Не сомневаюсь, что даже тогда, в пору той уродливой и вредоносной школы (которой вряд ли бы я прельстился вообще, будь я поэтом чистой воды, не подпадающим никогда соблазну гармонической прозы), я все-таки знал вдохновение. Волнение, которое меня охватывало, быстро окидывало ледяным плащом, сжимало мне суставы и дергало за пальцы, лунатическое блуждание мысли, неизвестно как находившей среди тысячи дверей дверь в шумный по-ночному сад, вздувание и сокращение души, то достигавшей размеров звездного неба, то уменьшавшейся до капельки ртути, какое-то раскрывание каких-то внутренних объятий, классический трепет, бормотание, слезы, – все это было настоящее. Но в эту минуту, в торопливой, неумелой попытке волнение разрешить, я хватался за первые попавшиеся заезженные слова, за готовое их сцепление, так что как только я приступал к тому, что мнилось мне творчеством, к тому, что должно было быть выражением, живой связью между моим божественным волнением и моим человеческим миром, все гасло на гибельном словесном сквозняке, а я продолжал вращать эпитеты, налаживать рифму, не замечая разрыва, унижения, измены, – как человек, рассказывающий свой сон (как всякий сон, бесконечно свободный и сложный, но сворачивающийся как кровь, по пробуждении), незаметно для себя и для слушателей округляет, подчищает, одевает его по моде ходячего бытия, и если начинает так: «Мне снилось, что я сижу у себя в комнате», чудовищно опошляет приемы сновидения, подразумевая, что она была обставлена совершенно так, как его комната наяву.
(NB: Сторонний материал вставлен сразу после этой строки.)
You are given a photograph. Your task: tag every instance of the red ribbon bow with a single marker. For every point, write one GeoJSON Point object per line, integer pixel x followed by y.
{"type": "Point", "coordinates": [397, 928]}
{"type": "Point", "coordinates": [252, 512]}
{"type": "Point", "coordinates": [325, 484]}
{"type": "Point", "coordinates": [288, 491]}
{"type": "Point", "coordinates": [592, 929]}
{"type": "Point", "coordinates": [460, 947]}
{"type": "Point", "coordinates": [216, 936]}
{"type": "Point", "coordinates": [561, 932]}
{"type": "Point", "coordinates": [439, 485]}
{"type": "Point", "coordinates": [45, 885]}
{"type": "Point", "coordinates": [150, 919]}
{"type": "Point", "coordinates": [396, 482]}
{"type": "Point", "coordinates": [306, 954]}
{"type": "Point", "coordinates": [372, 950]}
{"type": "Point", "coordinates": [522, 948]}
Прощание навеки: в зимний день с крупным снегом, валившим с утра, всячески – и отвесно, и косо, и даже вверх. Ее большие ботики и маленькая муфта. Она увозила с собой решительно все – и между прочим тот парк, где летом встречались. Оставалось только его рифмованная опись, да портфель под мышкой, потрепанный портфель восьмиклассника, не пошедшего в школу. Странное стеснение, желание сказать важное, молчание, рассеянные, незначительные слова. Любовь, скажем просто, повторяет перед последней разлукой музыкальную тему робости, предшествовавшую первому признанию. Клетчатое прикосновение ее соленых губ сквозь вуаль. На вокзале была мерзкая, животная суета: это было время, когда щедрой рукой сеялись семена цветка счастья, солнца, свободы. Он теперь подрос. Россия заселена подсолнухами. Это самый большой, самый мордастый и самый глупый цветок.